Recent Repurchase and Cancellation Activity

  • Shares Repurchased and Cancelled:

    • On 30 January 2026, Prudential repurchased 299,227 shares which were subsequently cancelled on 3 February 2026 at a volume-weighted average price of GBP 12.0204 per share.
    • The total number of issued shares (excluding treasury shares) post-cancellation is now 2,542,168,907.
  • Shares Repurchased but Not Yet Cancelled (as of 3 February 2026):

    • On 2 February 2026: 317,142 shares at GBP 12.0211 per share.
    • On 3 February 2026: 265,056 shares at GBP 12.117 per share.

Repurchase Execution Details

  • 3 February 2026:

    • 265,056 shares repurchased on the London Stock Exchange.
    • Repurchase price range: GBP 12.005 to GBP 12.235 per share.
    • Total cash outlay for this transaction: GBP 3,211,694.06.
  • No shares were repurchased for holding as treasury shares; all repurchased shares are for cancellation, directly reducing the share count.

Repurchase Mandate and Remaining Capacity

  • Shareholder Authority: The repurchase mandate was authorized on 14 May 2025 for up to 262,668,701 shares.
  • Total Shares Repurchased to Date under Mandate: 64,853,427 (representing 2.49% of issued capital at the time of the mandate).
  • Moratorium Period: Under listing rules, Prudential cannot issue new shares, or sell or transfer treasury shares, until 5 March 2026 (30 days after the latest repurchase) unless prior approval is obtained from the Hong Kong Stock Exchange.

Investor Considerations

The ongoing share repurchases and cancellations are materially important for shareholders as they:

  • Boost per-share metrics: By reducing the total share count, earnings per share (EPS) and return on equity (ROE) may improve, potentially supporting a higher share price.
  • Signal management confidence: The company’s willingness to buy back shares at current market prices suggests management believes the shares are undervalued or see long-term value in returning capital to shareholders.
  • Temporary restrictions: The 30-day moratorium on new share issues or treasury share transactions could limit capital-raising flexibility in the short term, but reassures investors that dilution will not occur immediately following buybacks.

These activities and restrictions are significant and could impact the company’s share price and investor sentiment.
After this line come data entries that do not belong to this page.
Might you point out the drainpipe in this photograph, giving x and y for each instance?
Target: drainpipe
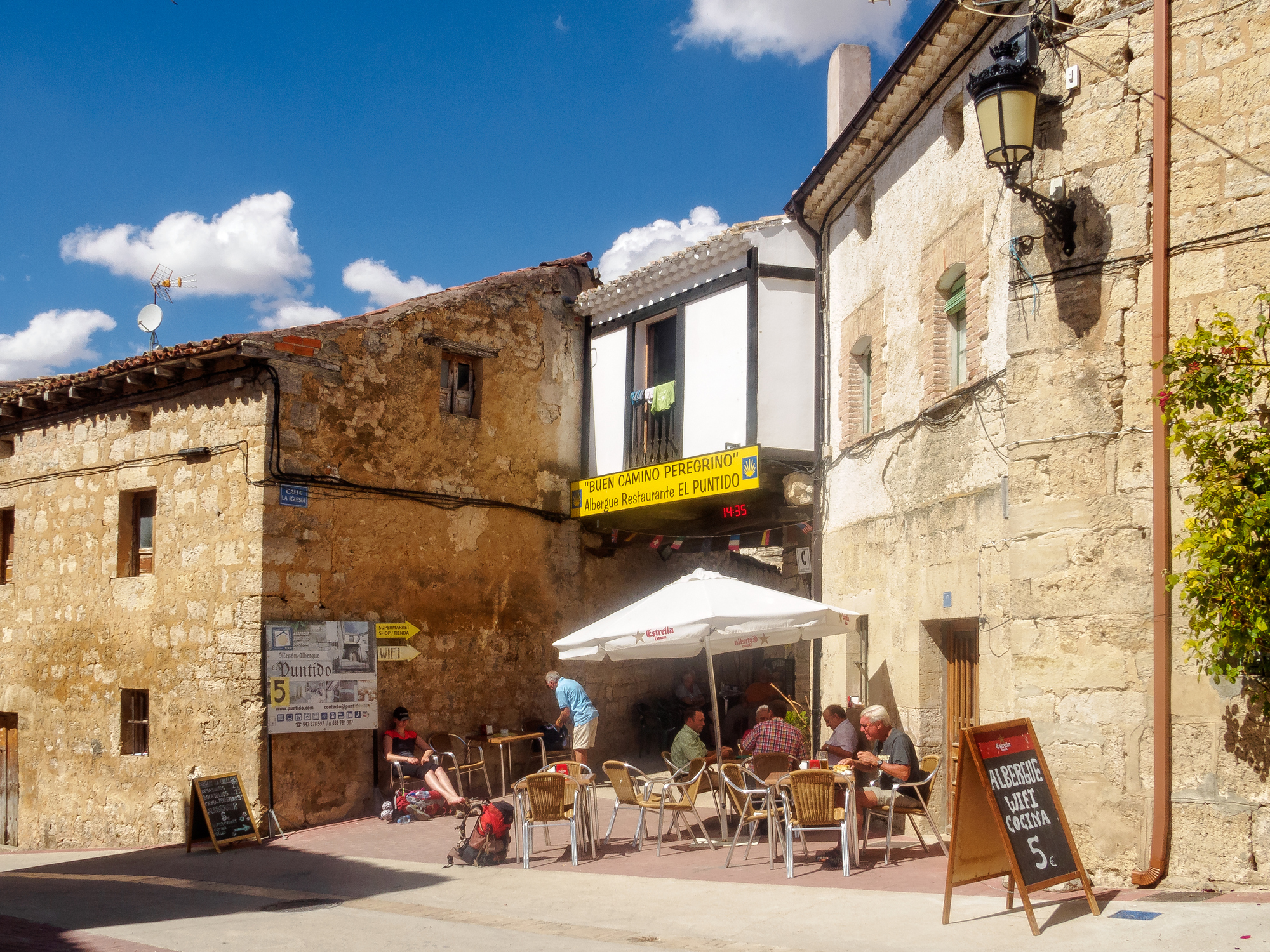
(817, 474)
(1161, 522)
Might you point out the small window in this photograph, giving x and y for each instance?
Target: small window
(459, 385)
(134, 722)
(954, 124)
(867, 392)
(6, 546)
(956, 310)
(137, 534)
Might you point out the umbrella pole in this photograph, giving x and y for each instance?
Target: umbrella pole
(714, 711)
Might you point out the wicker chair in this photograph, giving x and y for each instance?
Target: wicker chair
(680, 799)
(631, 790)
(752, 804)
(548, 800)
(460, 753)
(930, 767)
(810, 807)
(768, 765)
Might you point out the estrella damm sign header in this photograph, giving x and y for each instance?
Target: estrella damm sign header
(695, 478)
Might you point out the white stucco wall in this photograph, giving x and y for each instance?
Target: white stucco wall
(714, 371)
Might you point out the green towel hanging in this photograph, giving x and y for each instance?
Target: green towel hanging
(664, 397)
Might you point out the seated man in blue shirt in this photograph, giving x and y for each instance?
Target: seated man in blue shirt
(577, 708)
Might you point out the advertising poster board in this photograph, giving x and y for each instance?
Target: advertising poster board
(219, 812)
(1008, 819)
(321, 677)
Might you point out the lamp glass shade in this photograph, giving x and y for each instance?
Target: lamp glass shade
(1008, 120)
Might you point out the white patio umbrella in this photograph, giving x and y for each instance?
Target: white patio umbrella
(704, 611)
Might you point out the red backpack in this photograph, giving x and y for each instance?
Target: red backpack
(488, 843)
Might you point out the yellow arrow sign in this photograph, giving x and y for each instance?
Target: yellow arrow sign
(397, 653)
(396, 630)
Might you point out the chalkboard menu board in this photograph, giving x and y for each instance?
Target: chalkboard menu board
(219, 812)
(1008, 819)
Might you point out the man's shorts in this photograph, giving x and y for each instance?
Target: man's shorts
(888, 798)
(585, 734)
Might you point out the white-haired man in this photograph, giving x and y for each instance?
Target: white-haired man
(896, 760)
(577, 708)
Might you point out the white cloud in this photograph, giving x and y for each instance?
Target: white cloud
(383, 285)
(806, 30)
(291, 313)
(250, 249)
(53, 340)
(646, 244)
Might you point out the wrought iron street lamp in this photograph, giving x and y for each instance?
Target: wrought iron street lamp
(1005, 102)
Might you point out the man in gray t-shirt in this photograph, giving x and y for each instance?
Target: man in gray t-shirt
(896, 760)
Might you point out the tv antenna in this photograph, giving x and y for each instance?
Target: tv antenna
(149, 321)
(163, 282)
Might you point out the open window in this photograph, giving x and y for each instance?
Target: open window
(137, 534)
(459, 379)
(134, 722)
(7, 538)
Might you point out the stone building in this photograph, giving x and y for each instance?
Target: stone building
(986, 489)
(436, 441)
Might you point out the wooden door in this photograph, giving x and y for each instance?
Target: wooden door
(962, 706)
(10, 780)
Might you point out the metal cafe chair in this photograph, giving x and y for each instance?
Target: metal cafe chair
(631, 793)
(752, 804)
(810, 807)
(548, 800)
(680, 799)
(450, 746)
(932, 767)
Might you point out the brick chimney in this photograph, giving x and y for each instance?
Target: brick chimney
(849, 87)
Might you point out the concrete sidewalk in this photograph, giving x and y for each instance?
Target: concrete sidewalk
(368, 884)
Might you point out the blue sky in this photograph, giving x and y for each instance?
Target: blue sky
(446, 142)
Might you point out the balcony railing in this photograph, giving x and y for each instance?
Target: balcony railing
(652, 437)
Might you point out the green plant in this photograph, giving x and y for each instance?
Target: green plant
(1215, 403)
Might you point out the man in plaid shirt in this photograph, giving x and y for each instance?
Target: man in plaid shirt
(775, 737)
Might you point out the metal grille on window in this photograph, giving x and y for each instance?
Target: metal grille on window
(135, 722)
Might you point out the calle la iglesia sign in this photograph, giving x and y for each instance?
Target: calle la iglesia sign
(695, 478)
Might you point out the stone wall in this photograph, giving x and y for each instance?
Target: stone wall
(73, 633)
(1062, 578)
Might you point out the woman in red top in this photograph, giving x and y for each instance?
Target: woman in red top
(417, 758)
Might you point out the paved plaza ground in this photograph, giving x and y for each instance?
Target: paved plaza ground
(366, 884)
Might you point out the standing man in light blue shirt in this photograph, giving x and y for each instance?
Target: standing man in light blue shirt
(577, 708)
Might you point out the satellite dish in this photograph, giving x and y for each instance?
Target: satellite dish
(150, 318)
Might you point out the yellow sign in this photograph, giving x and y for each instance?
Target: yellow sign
(396, 630)
(280, 692)
(695, 478)
(397, 653)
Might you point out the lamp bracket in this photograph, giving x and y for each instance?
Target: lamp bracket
(1060, 218)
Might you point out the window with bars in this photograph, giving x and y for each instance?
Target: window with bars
(459, 385)
(134, 722)
(137, 534)
(7, 540)
(956, 310)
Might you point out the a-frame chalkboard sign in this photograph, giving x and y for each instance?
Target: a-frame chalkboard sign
(1008, 819)
(219, 812)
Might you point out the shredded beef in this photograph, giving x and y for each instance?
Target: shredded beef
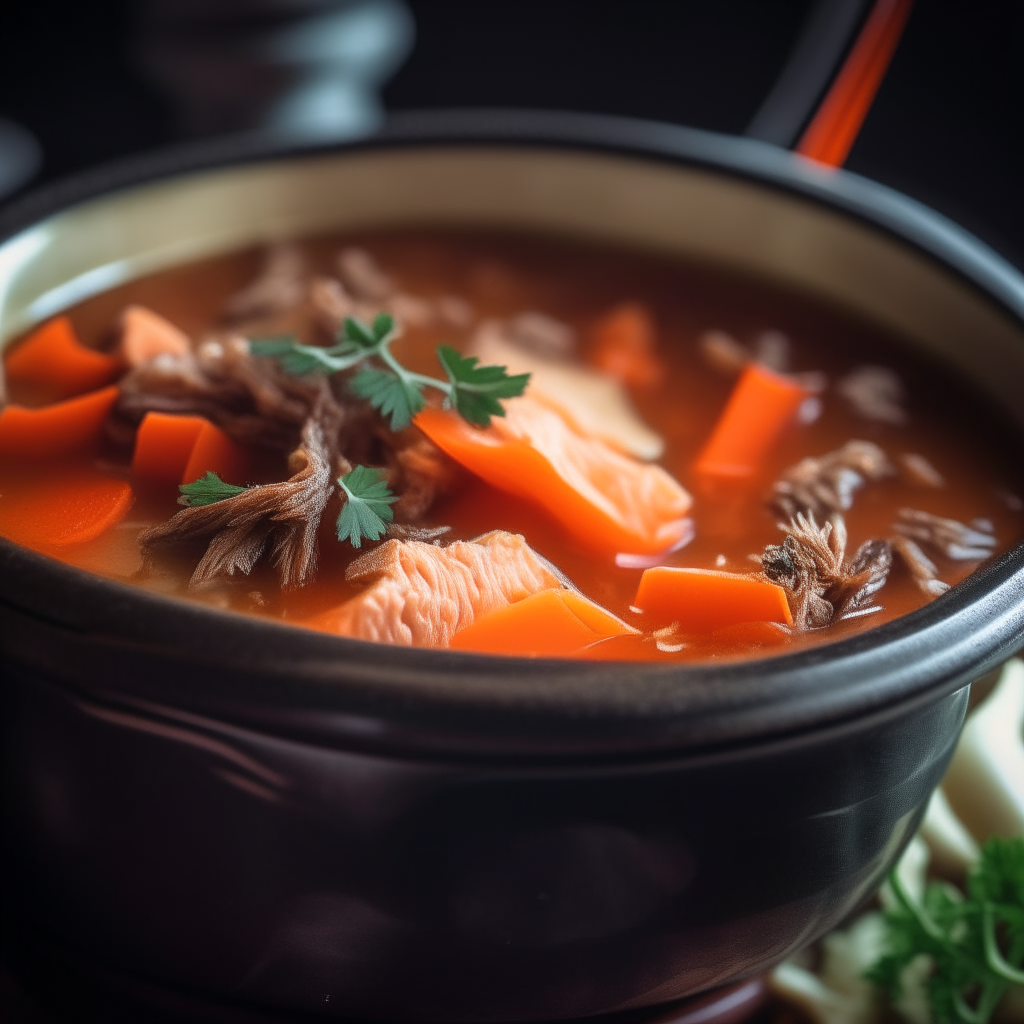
(251, 399)
(922, 568)
(280, 287)
(419, 472)
(821, 587)
(876, 393)
(279, 520)
(952, 539)
(822, 484)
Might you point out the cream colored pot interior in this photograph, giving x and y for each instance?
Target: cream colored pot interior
(108, 241)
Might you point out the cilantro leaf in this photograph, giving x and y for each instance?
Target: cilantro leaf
(975, 944)
(294, 357)
(393, 395)
(476, 390)
(473, 390)
(368, 506)
(206, 491)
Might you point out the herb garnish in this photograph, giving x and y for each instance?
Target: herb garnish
(207, 489)
(396, 392)
(975, 943)
(368, 506)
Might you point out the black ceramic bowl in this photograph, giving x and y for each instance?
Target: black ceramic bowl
(228, 806)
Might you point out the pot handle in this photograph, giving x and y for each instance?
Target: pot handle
(788, 118)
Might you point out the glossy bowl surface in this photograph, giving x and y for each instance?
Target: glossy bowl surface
(230, 806)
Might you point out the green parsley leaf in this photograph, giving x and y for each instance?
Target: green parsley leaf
(398, 397)
(475, 390)
(296, 358)
(206, 491)
(368, 506)
(396, 392)
(974, 943)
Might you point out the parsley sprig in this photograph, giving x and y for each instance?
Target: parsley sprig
(368, 506)
(975, 943)
(206, 491)
(474, 391)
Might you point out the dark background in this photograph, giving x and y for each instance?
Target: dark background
(945, 126)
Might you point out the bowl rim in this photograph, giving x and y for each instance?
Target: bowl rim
(226, 667)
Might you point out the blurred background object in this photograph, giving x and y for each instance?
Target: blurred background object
(19, 156)
(93, 82)
(298, 70)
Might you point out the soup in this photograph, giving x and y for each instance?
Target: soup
(675, 463)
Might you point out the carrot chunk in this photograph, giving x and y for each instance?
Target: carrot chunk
(71, 508)
(704, 600)
(57, 429)
(51, 364)
(761, 406)
(550, 624)
(164, 444)
(607, 501)
(215, 452)
(144, 335)
(624, 346)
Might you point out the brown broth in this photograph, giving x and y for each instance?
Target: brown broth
(501, 274)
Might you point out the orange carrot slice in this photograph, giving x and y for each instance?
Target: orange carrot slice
(550, 624)
(51, 364)
(761, 406)
(164, 444)
(624, 346)
(607, 501)
(70, 508)
(215, 452)
(57, 429)
(144, 335)
(704, 600)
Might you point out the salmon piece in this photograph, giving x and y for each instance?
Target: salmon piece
(608, 501)
(144, 335)
(421, 595)
(595, 403)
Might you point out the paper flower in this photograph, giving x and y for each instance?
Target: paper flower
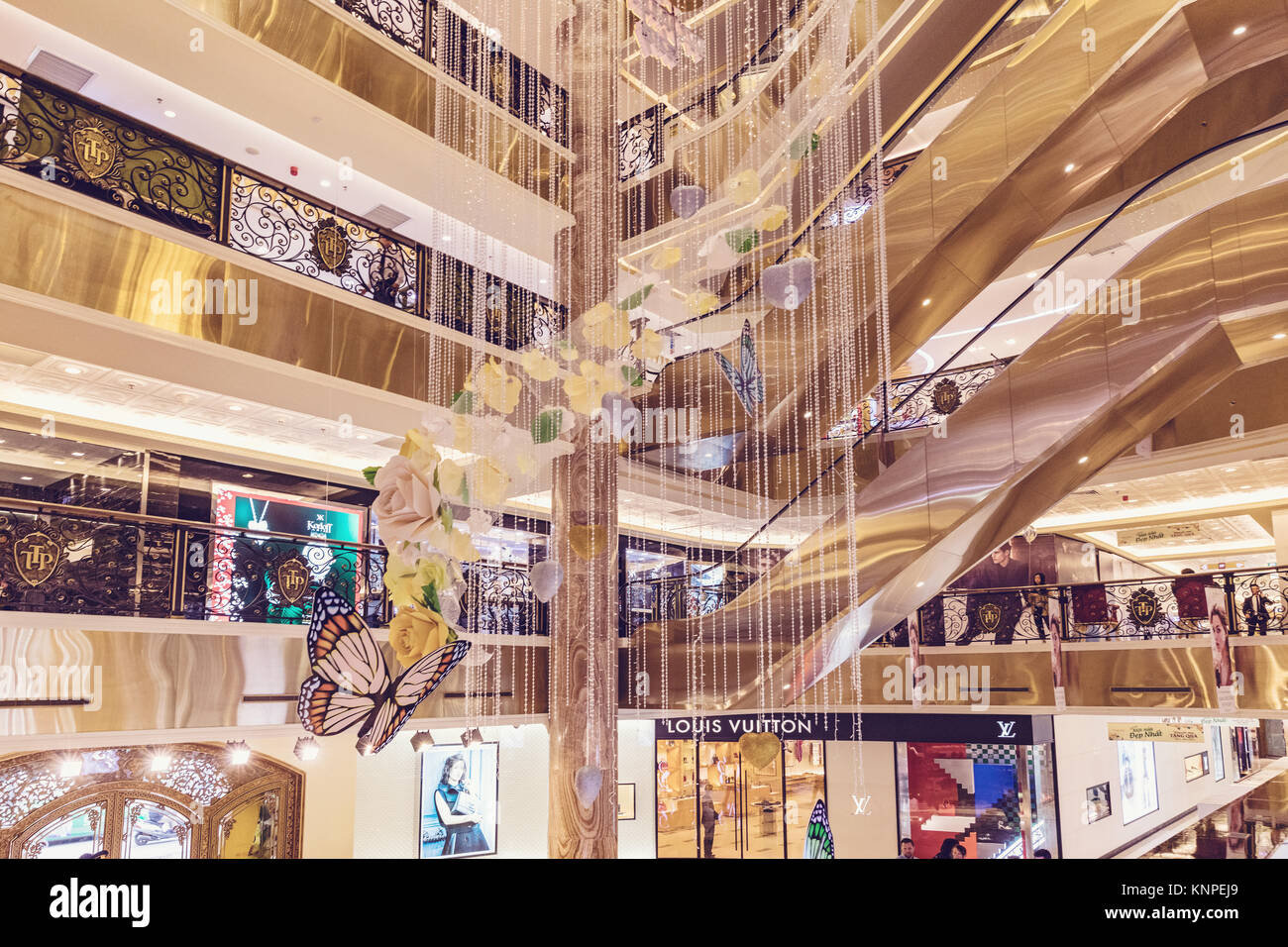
(772, 217)
(745, 187)
(665, 258)
(539, 367)
(497, 388)
(648, 347)
(407, 505)
(605, 326)
(700, 303)
(415, 633)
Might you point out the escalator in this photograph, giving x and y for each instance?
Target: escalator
(1018, 162)
(1214, 292)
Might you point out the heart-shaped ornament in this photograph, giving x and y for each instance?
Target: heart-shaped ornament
(688, 200)
(587, 784)
(760, 749)
(546, 579)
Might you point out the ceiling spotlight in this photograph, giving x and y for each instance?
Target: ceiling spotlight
(421, 741)
(239, 753)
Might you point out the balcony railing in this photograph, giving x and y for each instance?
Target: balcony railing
(439, 37)
(1163, 607)
(72, 142)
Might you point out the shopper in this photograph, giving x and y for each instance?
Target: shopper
(708, 822)
(1254, 611)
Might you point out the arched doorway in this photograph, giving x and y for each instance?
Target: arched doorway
(184, 800)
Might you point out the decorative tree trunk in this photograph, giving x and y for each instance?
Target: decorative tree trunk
(584, 496)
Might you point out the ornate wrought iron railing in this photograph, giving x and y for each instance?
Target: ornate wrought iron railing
(918, 401)
(1163, 607)
(80, 561)
(478, 62)
(69, 141)
(673, 598)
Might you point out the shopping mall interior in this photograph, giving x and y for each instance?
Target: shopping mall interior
(653, 429)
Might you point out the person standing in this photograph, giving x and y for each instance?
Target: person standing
(708, 822)
(1254, 611)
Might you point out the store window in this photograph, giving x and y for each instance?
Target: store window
(713, 804)
(997, 800)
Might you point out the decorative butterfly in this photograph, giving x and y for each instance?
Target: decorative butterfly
(351, 682)
(747, 380)
(818, 834)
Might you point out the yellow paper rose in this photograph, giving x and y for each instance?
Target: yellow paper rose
(539, 367)
(700, 303)
(648, 347)
(497, 388)
(665, 258)
(772, 217)
(605, 326)
(415, 633)
(743, 188)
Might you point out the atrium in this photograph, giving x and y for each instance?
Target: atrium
(643, 429)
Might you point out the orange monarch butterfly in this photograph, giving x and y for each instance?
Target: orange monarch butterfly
(351, 682)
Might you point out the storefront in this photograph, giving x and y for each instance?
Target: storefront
(988, 781)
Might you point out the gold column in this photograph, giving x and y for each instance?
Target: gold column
(584, 495)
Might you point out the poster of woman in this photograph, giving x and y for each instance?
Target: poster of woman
(458, 800)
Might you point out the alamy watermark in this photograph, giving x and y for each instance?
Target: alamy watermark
(1103, 296)
(206, 298)
(941, 684)
(64, 684)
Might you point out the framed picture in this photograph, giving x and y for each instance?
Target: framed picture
(1197, 767)
(458, 800)
(626, 801)
(1218, 755)
(1099, 805)
(1137, 780)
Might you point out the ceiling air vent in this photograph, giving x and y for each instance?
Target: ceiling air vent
(386, 217)
(54, 68)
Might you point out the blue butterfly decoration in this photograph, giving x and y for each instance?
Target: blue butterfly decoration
(747, 380)
(818, 834)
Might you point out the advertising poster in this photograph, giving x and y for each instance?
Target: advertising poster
(1219, 618)
(1137, 781)
(458, 800)
(235, 557)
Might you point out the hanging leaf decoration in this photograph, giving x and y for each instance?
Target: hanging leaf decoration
(546, 427)
(742, 239)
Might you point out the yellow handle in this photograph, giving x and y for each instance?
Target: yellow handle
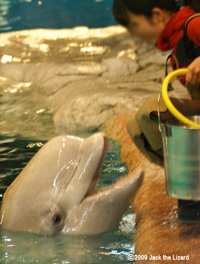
(168, 102)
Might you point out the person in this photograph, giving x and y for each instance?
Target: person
(166, 24)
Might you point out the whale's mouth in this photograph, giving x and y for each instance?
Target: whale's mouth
(92, 188)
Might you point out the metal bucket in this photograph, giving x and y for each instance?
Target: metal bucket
(181, 145)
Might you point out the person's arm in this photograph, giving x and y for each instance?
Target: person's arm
(193, 32)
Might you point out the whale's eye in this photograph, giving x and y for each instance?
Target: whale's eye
(56, 219)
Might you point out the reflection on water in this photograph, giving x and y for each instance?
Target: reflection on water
(21, 247)
(29, 14)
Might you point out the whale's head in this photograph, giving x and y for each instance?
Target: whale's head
(56, 192)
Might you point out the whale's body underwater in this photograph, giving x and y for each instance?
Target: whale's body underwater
(56, 192)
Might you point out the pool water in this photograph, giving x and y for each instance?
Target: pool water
(23, 247)
(31, 14)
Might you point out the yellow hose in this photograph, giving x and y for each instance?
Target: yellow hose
(168, 102)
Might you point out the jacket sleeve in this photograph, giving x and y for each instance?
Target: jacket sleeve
(193, 30)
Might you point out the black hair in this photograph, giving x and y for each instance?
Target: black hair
(145, 7)
(194, 4)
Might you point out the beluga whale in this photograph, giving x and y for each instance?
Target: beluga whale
(56, 191)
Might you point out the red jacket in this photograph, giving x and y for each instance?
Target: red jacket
(174, 31)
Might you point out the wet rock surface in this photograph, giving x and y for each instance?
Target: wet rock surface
(84, 76)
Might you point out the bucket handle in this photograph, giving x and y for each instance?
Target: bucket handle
(168, 102)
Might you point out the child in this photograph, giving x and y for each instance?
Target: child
(162, 23)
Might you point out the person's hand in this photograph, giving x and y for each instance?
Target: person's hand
(193, 75)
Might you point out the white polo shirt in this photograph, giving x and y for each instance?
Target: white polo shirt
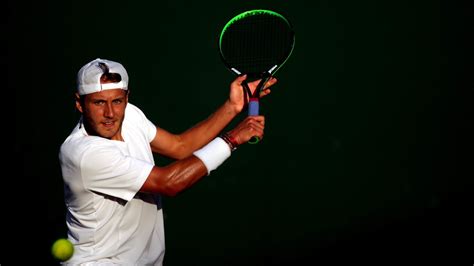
(109, 221)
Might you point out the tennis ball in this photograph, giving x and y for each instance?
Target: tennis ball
(62, 249)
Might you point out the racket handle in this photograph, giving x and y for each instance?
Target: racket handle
(253, 106)
(253, 110)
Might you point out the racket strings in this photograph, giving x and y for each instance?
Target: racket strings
(257, 42)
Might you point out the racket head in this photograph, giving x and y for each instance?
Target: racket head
(256, 42)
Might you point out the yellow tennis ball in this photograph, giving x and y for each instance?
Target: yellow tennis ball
(62, 249)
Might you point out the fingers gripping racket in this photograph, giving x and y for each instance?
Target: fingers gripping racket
(257, 43)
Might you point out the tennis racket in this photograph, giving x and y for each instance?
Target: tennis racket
(257, 43)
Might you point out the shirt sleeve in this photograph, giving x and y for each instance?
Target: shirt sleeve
(107, 170)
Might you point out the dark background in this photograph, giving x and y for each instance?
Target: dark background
(367, 155)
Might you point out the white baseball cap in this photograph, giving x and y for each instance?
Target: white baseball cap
(88, 77)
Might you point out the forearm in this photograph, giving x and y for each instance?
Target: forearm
(176, 177)
(180, 175)
(203, 132)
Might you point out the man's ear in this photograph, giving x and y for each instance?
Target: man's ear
(78, 102)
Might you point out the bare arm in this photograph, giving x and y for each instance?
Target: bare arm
(182, 174)
(175, 177)
(179, 146)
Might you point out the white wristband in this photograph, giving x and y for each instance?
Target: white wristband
(213, 154)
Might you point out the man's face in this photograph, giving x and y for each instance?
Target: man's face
(103, 112)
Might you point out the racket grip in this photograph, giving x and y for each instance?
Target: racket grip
(253, 106)
(253, 109)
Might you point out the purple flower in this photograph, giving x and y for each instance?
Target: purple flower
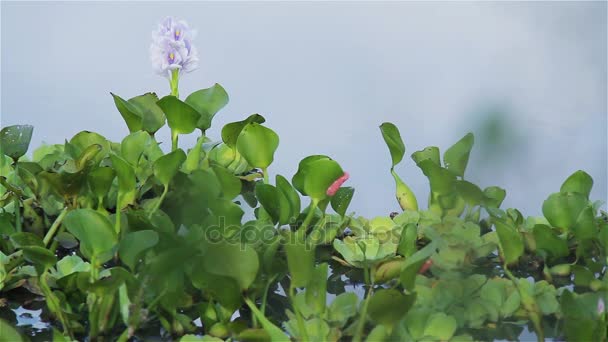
(172, 48)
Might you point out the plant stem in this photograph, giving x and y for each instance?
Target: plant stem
(311, 212)
(174, 82)
(299, 318)
(174, 137)
(117, 222)
(265, 295)
(53, 304)
(17, 202)
(49, 235)
(363, 318)
(159, 201)
(531, 309)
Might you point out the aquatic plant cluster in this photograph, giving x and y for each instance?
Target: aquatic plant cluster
(123, 241)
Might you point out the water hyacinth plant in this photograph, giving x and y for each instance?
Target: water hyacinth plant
(119, 240)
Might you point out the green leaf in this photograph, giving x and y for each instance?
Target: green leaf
(23, 239)
(257, 145)
(69, 265)
(168, 165)
(181, 117)
(231, 131)
(129, 113)
(388, 306)
(316, 290)
(511, 243)
(470, 192)
(95, 233)
(126, 181)
(412, 265)
(440, 326)
(233, 260)
(407, 241)
(231, 185)
(8, 333)
(300, 258)
(315, 175)
(145, 107)
(15, 140)
(405, 196)
(341, 200)
(133, 145)
(456, 157)
(585, 226)
(546, 239)
(393, 140)
(494, 196)
(41, 257)
(579, 182)
(343, 307)
(134, 244)
(84, 140)
(563, 209)
(429, 153)
(207, 103)
(100, 180)
(291, 195)
(273, 202)
(276, 334)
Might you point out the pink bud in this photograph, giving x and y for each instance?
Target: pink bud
(333, 188)
(425, 267)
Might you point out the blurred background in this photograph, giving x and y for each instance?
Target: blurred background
(529, 79)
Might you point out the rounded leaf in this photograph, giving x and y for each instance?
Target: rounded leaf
(257, 145)
(168, 165)
(181, 117)
(393, 140)
(388, 306)
(94, 231)
(15, 140)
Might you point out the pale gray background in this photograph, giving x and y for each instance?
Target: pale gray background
(325, 75)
Shareholders should monitor further disclosures regarding the cancellation of shares repurchased but not yet cancelled, as well as any subsequent buyback programs or changes to capital management strategy.

Additional Information

  • No on-market sales of treasury shares were reported during this period.
  • All repurchases were conducted in compliance with domestic exchange rules (London Stock Exchange in this instance).

Disclaimer: This article is for informational purposes only and does not constitute investment advice. Investors should consult their own advisors and review official company announcements before making investment decisions. The author and publisher accept no responsibility for losses arising from reliance on the information above.